SERC Sdn Bhd executive director Lee Heng Guie concurred, saying that the sentiments that put pressure on the ringgit converged right after Trump won the election and investors continued to price in expectations of higher US interest rates.
“It came at a time when the NDF market aggressively priced in expectations that the ringgit would go lower. So that created a very wide divergence between the NDF rates versus spot rates which prompted BNM to come in to do some intervention, to make sure that it will not invite undue speculative pressure on the ringgit which may destabilise the system or dampen investor sentiment,” he told SunBiz.
He said BNM’s move in reinforcing FEA rules and dispelling rumours of capital controls will help to curb speculation on the ringgit to some extent, although currently the currency’s exchange rate is not reflective of fundamentals.
“At this juncture, we are in a very complex global environment, very sensitive to any policy outcome or policy uncertainty associated with the advanced economy, in this case it is what’s happening in the US after the elections,” he said.
In order to improve the outlook for the ringgit, the government must continue strengthening fundamentals and tackle vulnerabilities such as the fiscal challenge, government debt and household debt as well as maintain the current account surplus.
The ringgit depreciated further by 1.2% to close at 4.33 against the dollar yesterday.
CIMB Investment Bank Bhd said yesterday the ringgit could touch RM4.50-4.80 against the US dollar in the next three to six months as currency volatility could remain until clarity on the new US administration’s economic and trade policies are made known.
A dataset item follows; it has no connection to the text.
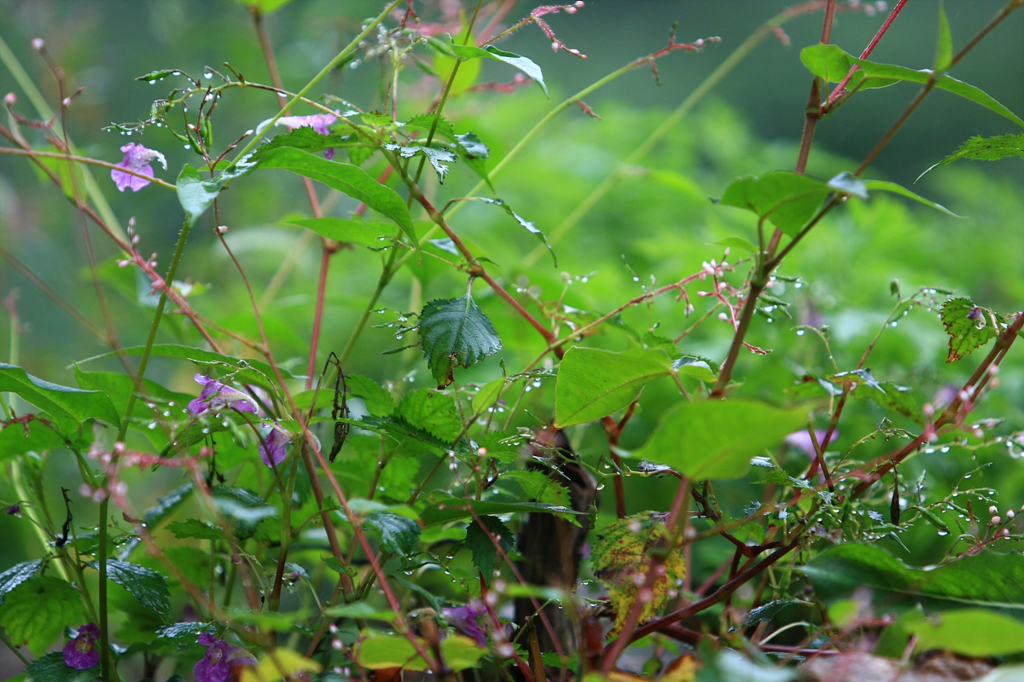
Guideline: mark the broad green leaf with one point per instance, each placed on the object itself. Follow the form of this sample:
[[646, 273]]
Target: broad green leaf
[[787, 200], [482, 549], [717, 438], [379, 651], [432, 412], [398, 535], [988, 580], [342, 229], [827, 60], [491, 52], [622, 559], [526, 224], [971, 632], [985, 148], [944, 49], [195, 528], [883, 185], [346, 178], [195, 194], [377, 398], [969, 327], [358, 609], [594, 383], [244, 508], [37, 610], [51, 668], [67, 407], [183, 635], [454, 333], [147, 587], [457, 509], [16, 574]]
“Beyond this however, the decent fundamentals of ringgit could prevail and the ringgit could recover to US preelection levels,” it said in a report.
Hong Leong Investment Bank Research expects the ringgit to see volatile trading with weakening bias and lowered its forecast to RM4.20-4.50 against the US dollar for the rest of 2016 and to RM4.10-4.40 for 2017.
It is normal for open economies to have short-term volatilities, an economist says.